Zamanın birinde padişah ve sadrazam normal bir köylü gibi giyinip ülkelerini gezerlermiş.Yol üstünde bir çobana rastlamışlar.Çoban uzaktan bunların padişah ve sadrazam olduğunu anlamış. Hemen yanındaki kuzuyu kesmiş ve pişirip padişah ve sadrazama ikram etmiş.
Bunun üzerine padişah neden bizim için kuzuyu kestin demiş.
Çoban ise ev sahibinin işine karışılmaz diye padişaha bir tokat atmış.

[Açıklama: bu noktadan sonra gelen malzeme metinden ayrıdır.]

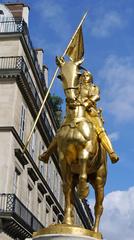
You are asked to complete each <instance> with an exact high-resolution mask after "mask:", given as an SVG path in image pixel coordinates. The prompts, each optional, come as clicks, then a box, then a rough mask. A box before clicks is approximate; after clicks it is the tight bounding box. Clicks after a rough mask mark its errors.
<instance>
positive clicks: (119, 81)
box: [25, 0, 134, 193]
mask: <svg viewBox="0 0 134 240" xmlns="http://www.w3.org/2000/svg"><path fill="white" fill-rule="evenodd" d="M25 2H27V3H29V5H30V8H31V11H30V23H29V25H30V33H31V37H32V40H33V44H34V46H35V47H42V48H43V49H44V61H45V63H46V64H47V65H48V68H49V80H50V79H51V77H52V74H53V73H54V70H55V68H56V64H55V56H56V55H61V54H62V53H63V51H64V49H65V47H66V45H67V43H68V41H69V40H70V37H71V36H72V34H73V32H74V31H75V29H76V26H77V25H78V23H79V21H80V19H81V17H82V16H83V14H84V12H85V11H87V10H88V16H87V18H86V21H85V23H84V25H83V35H84V45H85V62H84V66H85V67H86V68H87V69H89V70H90V71H91V72H92V73H93V76H94V83H95V84H97V85H98V86H100V89H101V100H100V102H99V106H101V107H102V108H103V114H104V120H105V128H106V130H107V132H108V134H109V135H110V136H111V137H112V142H113V145H114V147H115V149H116V151H117V153H118V155H119V156H120V162H119V163H118V164H116V165H112V164H111V163H110V161H109V164H108V172H109V175H108V182H107V186H106V189H105V191H106V193H109V192H111V191H115V190H119V189H120V190H126V189H128V188H129V187H131V186H133V184H134V177H133V166H134V165H133V153H134V146H133V134H134V130H133V127H134V124H133V121H134V108H133V104H134V94H133V90H134V47H133V46H134V30H133V23H134V2H133V1H132V0H128V1H125V0H118V1H114V0H112V1H110V0H100V1H95V0H83V1H78V0H77V1H76V0H74V1H69V0H64V1H62V0H61V1H60V0H57V1H54V0H49V1H48V0H38V1H25ZM52 92H54V93H56V94H57V95H60V96H61V97H63V96H64V94H63V91H62V86H61V84H60V82H59V81H58V80H55V83H54V87H53V88H52Z"/></svg>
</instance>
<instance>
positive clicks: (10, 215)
mask: <svg viewBox="0 0 134 240" xmlns="http://www.w3.org/2000/svg"><path fill="white" fill-rule="evenodd" d="M0 220H1V221H2V228H3V230H4V232H5V233H7V234H8V235H9V236H10V237H12V238H19V239H25V238H27V237H31V236H32V233H33V232H34V231H38V230H39V229H40V228H42V227H43V225H42V224H41V223H40V222H39V221H38V219H37V218H36V217H35V216H34V215H33V214H32V213H31V212H30V211H29V210H28V209H27V208H26V207H25V206H24V204H23V203H22V202H21V201H20V200H19V199H18V198H17V197H16V195H15V194H0Z"/></svg>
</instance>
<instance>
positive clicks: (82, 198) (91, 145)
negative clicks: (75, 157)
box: [78, 141, 92, 199]
mask: <svg viewBox="0 0 134 240" xmlns="http://www.w3.org/2000/svg"><path fill="white" fill-rule="evenodd" d="M91 152H92V144H91V141H88V142H87V144H86V146H85V148H84V149H82V150H81V151H80V152H79V156H78V157H79V165H80V174H79V184H78V194H79V197H80V198H81V199H84V198H86V197H87V196H88V193H89V186H88V184H87V164H88V161H89V155H90V154H91Z"/></svg>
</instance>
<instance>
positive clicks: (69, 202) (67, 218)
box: [63, 165, 74, 225]
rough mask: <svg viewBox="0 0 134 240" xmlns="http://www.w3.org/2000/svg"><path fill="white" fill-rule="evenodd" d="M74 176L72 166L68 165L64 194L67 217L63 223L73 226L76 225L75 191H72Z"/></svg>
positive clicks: (65, 209) (64, 189)
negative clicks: (74, 211) (73, 193)
mask: <svg viewBox="0 0 134 240" xmlns="http://www.w3.org/2000/svg"><path fill="white" fill-rule="evenodd" d="M72 181H73V179H72V174H71V170H70V166H68V165H67V168H66V174H65V176H64V179H63V192H64V195H65V209H64V211H65V215H64V220H63V223H65V224H69V225H72V224H74V214H73V210H74V200H73V192H72V191H73V189H72Z"/></svg>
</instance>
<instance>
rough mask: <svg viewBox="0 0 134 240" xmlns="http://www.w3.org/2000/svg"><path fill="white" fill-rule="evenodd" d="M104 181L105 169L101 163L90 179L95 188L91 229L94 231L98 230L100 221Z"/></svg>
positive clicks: (91, 183)
mask: <svg viewBox="0 0 134 240" xmlns="http://www.w3.org/2000/svg"><path fill="white" fill-rule="evenodd" d="M105 182H106V169H105V166H104V164H103V166H101V167H100V169H99V170H98V172H97V174H96V177H95V178H94V179H93V181H91V184H92V186H93V187H94V190H95V198H96V203H95V207H94V210H95V223H94V228H93V230H94V231H95V232H99V223H100V217H101V215H102V213H103V200H104V185H105Z"/></svg>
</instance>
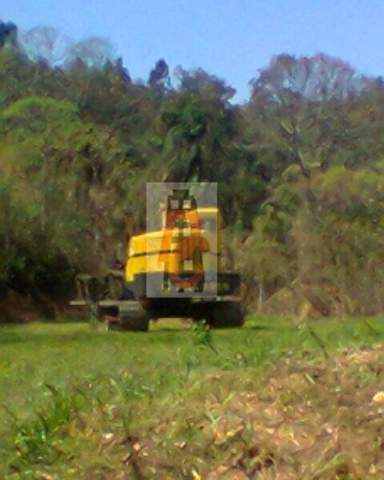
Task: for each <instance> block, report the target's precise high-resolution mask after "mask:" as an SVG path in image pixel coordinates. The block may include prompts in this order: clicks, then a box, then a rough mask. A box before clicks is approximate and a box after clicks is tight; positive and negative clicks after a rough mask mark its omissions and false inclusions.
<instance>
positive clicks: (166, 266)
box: [70, 189, 244, 331]
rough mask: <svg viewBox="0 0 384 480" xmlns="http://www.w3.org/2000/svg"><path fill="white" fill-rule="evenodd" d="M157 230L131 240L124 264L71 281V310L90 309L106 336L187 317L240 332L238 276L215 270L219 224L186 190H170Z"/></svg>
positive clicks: (220, 225)
mask: <svg viewBox="0 0 384 480" xmlns="http://www.w3.org/2000/svg"><path fill="white" fill-rule="evenodd" d="M160 214H161V217H162V223H161V228H159V229H158V230H156V231H150V232H149V231H148V232H145V233H143V234H141V235H137V236H134V237H131V239H130V241H129V245H128V246H127V257H126V262H125V265H123V266H121V268H120V269H113V270H111V271H110V272H109V274H108V275H107V276H106V277H104V278H103V279H102V280H100V279H96V278H94V277H92V276H90V275H78V276H77V277H76V285H77V298H76V299H75V300H73V301H72V302H71V303H70V304H71V306H73V307H77V308H79V307H80V308H88V309H93V311H94V312H95V313H94V314H95V316H96V317H97V318H98V319H99V320H101V321H104V322H105V323H106V324H107V325H108V327H109V328H110V329H120V330H130V331H146V330H148V326H149V322H150V320H157V319H159V318H191V319H193V320H196V321H199V320H205V321H206V322H207V324H208V325H210V326H211V327H213V328H223V327H240V326H242V325H243V323H244V312H243V308H242V306H241V303H240V299H239V297H238V293H239V286H240V277H239V275H238V274H237V273H235V272H228V271H224V269H223V267H222V250H223V248H222V221H221V215H220V211H219V209H218V208H216V207H211V206H204V207H199V206H198V205H197V203H196V201H195V199H194V198H193V196H191V195H190V194H189V191H188V190H185V189H181V190H177V189H176V190H173V192H172V194H171V195H169V196H168V198H167V201H166V203H165V205H164V207H163V210H162V211H161V212H160Z"/></svg>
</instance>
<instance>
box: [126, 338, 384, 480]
mask: <svg viewBox="0 0 384 480" xmlns="http://www.w3.org/2000/svg"><path fill="white" fill-rule="evenodd" d="M226 376H227V374H223V377H222V378H221V374H220V373H218V374H217V375H216V377H215V378H212V376H210V377H209V378H207V381H206V382H204V381H202V388H204V389H207V395H206V397H205V400H204V401H201V400H200V401H199V403H195V404H192V403H191V404H190V405H185V404H180V405H179V406H178V407H175V408H173V409H169V410H167V411H166V413H164V416H163V417H162V418H159V419H158V421H157V422H155V423H154V424H153V425H152V426H151V428H150V429H149V430H148V431H145V433H143V434H142V435H140V434H139V435H138V436H137V438H134V439H130V440H129V439H128V440H126V444H125V450H124V451H125V456H124V458H125V460H124V461H125V466H126V467H129V466H130V465H131V468H132V469H133V470H132V471H136V474H137V475H139V477H137V478H167V479H168V478H169V479H176V478H191V479H195V480H219V479H222V480H226V479H227V480H247V479H257V480H267V479H268V480H270V479H281V480H291V479H292V480H298V479H308V480H309V479H312V480H326V479H329V480H331V479H332V480H335V479H340V480H341V479H356V480H357V479H361V480H365V479H370V478H372V479H382V478H384V346H383V345H377V346H376V347H374V348H371V349H369V350H368V349H367V350H349V351H344V352H339V353H338V354H337V355H335V356H334V358H332V359H328V360H327V359H313V358H303V359H300V360H298V359H293V358H287V359H286V360H283V361H281V362H280V363H279V364H278V365H277V366H275V367H274V368H273V369H272V371H271V372H270V375H269V376H268V378H267V379H265V381H264V382H262V384H261V385H260V384H258V386H257V388H256V387H255V389H254V390H252V389H247V390H244V389H241V390H239V391H232V392H227V395H226V396H225V398H224V397H222V398H221V399H218V397H217V395H216V394H214V393H212V392H213V389H212V388H210V385H211V386H212V385H213V384H214V383H215V382H216V383H217V384H220V382H222V384H223V385H224V384H227V380H228V379H227V378H226ZM205 383H207V384H208V385H205ZM231 384H232V385H233V382H231ZM239 384H240V383H239ZM210 390H211V391H210ZM223 398H224V399H223ZM137 472H139V473H137ZM140 475H141V477H140ZM151 475H156V476H151Z"/></svg>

Padişah buna çok sinirlenmiş ama iyi kalpli biri olduğu için çobana bir şey yapmamış.
Padişah ve sadrazam saraya vardıklarında biz bu çobandan nasıl intikam alırız diye düşünmeye başlamışlar.Günlerce düşündükten sonra
Sadrazam demiş ki: Devletlim biz bu çobanı yemeğe davet edelim.Yemek bittikten sonrada siz tabakları kırarsınız bunun üzerine o da napıyorsunuz der. Siz de ev sahibinin işine karışılmaz deyip ona aynı şekilde bir tokat atarsınız.
Padişah bu fikri sevmiş ve çobanı saraya yemeğe davet etmiş. Çoban da bu daveti kabul etmiş ve saraya gelmiş.Bir güzel yemeğini de yemiş.Yemek bittikten sonra padişah tabakları kırmaya başlamış. Çoban hiç ses etmemiş.Sadrazam demiş ki: Aaa padişaha bak tabakları kırıyor ne kadar ayıp demiş. Buna sinirlenen çoban : Ev sahibinin işine karışılmaz diye sadrazama da iyi bir tokat atmış.Böylece ev sahibinin işine karıştıkları için hem padişahı hem vezirini güzel bir tokatlamış.Bizlerin bundan çıkaracağı bir ders olmalı,demekki bizleri ilgilendirmeyen işlere bilhasa misafirlikte ev sahibinin işine karışmamalıyız. Ev sahibinden tokat yemek istemiyorsak misafir olduğumuzu unutmamalıyız...
Kısacası dünyada da misafir olduğumuza göre malında mülkünde sahibi olan Allah'ın işine de karışmamalıyız.